Passaram-se seis anos desde que Arys havia congelado o tempo, seus olhos já não tinham mais expressão. Andava por desertos vagando, perdera a capacidade de falar. Tinha visões com uma criança brincando num jardim, ouvia um piano, e um homem brigando com uma mulher.
Uma vez viu algo em movimento andando pelo deserto, um fantasma do antigo dono do Zi-fone, o vendedor. Seu cérebro ignorou, pois já estava se esquecendo o que era movimento. Instintivamente seguia a luz do sol. Havia esquecido seu nome, sua vida, quem era ou o que estava fazendo.
Alguns anos depois encontrou uma criança pequena brincando no deserto. O homem ignorou-a, mas ela começou a brilhar mais intensamente que o sol. Como uma mariposa segue a luz, ele seguiu a criança. Andaram por vários anos até que chegou numa cidade.
Ao chegar na cidade a criança brilhante andava entre os carros e pessoas paradas seu brilho estava se apagando e Arys quase sentia uma fagulha de tristeza. Muito lentamente estava tornando-se humano novamente.
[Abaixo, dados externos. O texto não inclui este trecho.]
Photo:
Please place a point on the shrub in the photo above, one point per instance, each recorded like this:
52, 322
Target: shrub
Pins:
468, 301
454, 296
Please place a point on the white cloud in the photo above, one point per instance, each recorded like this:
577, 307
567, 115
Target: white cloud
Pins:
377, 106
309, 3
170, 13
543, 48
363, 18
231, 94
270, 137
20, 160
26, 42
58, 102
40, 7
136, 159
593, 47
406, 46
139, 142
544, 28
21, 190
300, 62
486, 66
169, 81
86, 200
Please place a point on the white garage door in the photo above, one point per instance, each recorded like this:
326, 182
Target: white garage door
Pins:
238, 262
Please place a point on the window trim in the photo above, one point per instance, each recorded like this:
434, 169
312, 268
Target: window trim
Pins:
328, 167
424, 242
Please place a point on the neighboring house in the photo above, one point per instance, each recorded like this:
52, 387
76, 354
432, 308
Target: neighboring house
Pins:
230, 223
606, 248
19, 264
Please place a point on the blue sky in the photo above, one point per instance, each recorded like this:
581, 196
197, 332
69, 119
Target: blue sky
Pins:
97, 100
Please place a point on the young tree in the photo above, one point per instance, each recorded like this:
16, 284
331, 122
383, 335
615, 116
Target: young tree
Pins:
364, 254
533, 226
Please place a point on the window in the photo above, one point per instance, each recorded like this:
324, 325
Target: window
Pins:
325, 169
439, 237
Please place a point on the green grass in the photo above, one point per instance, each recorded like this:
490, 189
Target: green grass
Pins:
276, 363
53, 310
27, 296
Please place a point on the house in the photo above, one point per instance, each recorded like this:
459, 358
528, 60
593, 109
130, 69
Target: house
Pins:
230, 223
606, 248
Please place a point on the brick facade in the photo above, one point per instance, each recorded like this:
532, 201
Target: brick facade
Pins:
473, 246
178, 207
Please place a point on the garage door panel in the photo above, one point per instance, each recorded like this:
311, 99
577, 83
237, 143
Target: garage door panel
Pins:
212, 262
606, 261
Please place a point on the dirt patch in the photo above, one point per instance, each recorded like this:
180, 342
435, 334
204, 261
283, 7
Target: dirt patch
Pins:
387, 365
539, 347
Arys foi percebendo que estava reconhecendo a criança que já não era mais tão brilhante assim. Quando pôde pronunciou estas palavras:
- Quem ser você? – A voz falhando. A criança respondeu:
- Uma parte de você. – Arys insistiu:
- Quem ser eu?
- Uma parte de mim. – Respondeu a criança sorrindo.
- Não entender. O que ser eu? – Insiste Arys. A criança revela:
- Nosso nome é Arys.
Imediatamente depois um turbilhão de pensamentos surgiu em seu cérebro. Seu primeiro beijo, sua cor preferida, as partituras que havia decorado, o abraço de sua mãe, a rejeição de seu pai. De alguma maneira milagrosa Arys voltou a si e lembrou-se do verdadeiro motivo de ter fugido.
Foi até o hospital e viu sua mãe sendo ressuscitada pelos enfermeiros, as imagens do acidente de carro voltaram a sua mente. Arrependeu-se de ter insistido em se consultar com um psiquiatra, pois mesmo depois do acidente de sua mãe os remédios de nada serviam. Tentou ter uma vida normal enquanto sua mãe estava em coma, mas congelou o tempo quando recebeu a ligação do médico ao saber que ela estava morrendo.
Arys se deu conta de que o peso de escolher quem vive e morre não deve ser dado a nenhum homem.  É um fardo que ninguém pode aguentar. O jovem e promissor músico compôs uma última canção chamada: “O soneto para Lúcia”.  Apenas ele pôde ouvir.
Antes de morrer lembrou-se da frase que ouvira de sua mãe na noite em que seu pai foi embora:
- Sabe Arys, a vida às vezes é dura e sem sentido. Acho que é por isso que eu escolhi a música. Quando eu toco piano, eu posso fugir um pouco dela e viver no meu belo mundo, mas é quando eu toco com você que esse mundo se torna completo, sem dor, choro ou angústia. Seu pai foi embora, mas enquanto eu estiver viva eu vou te amar para sempre.
Arys se arrependeu de parar o tempo e percebeu que ele só faz sentido quando se gasta com alguém que se ama.
Sentiu o último suspiro de sua mãe e sorrindo desapareceu.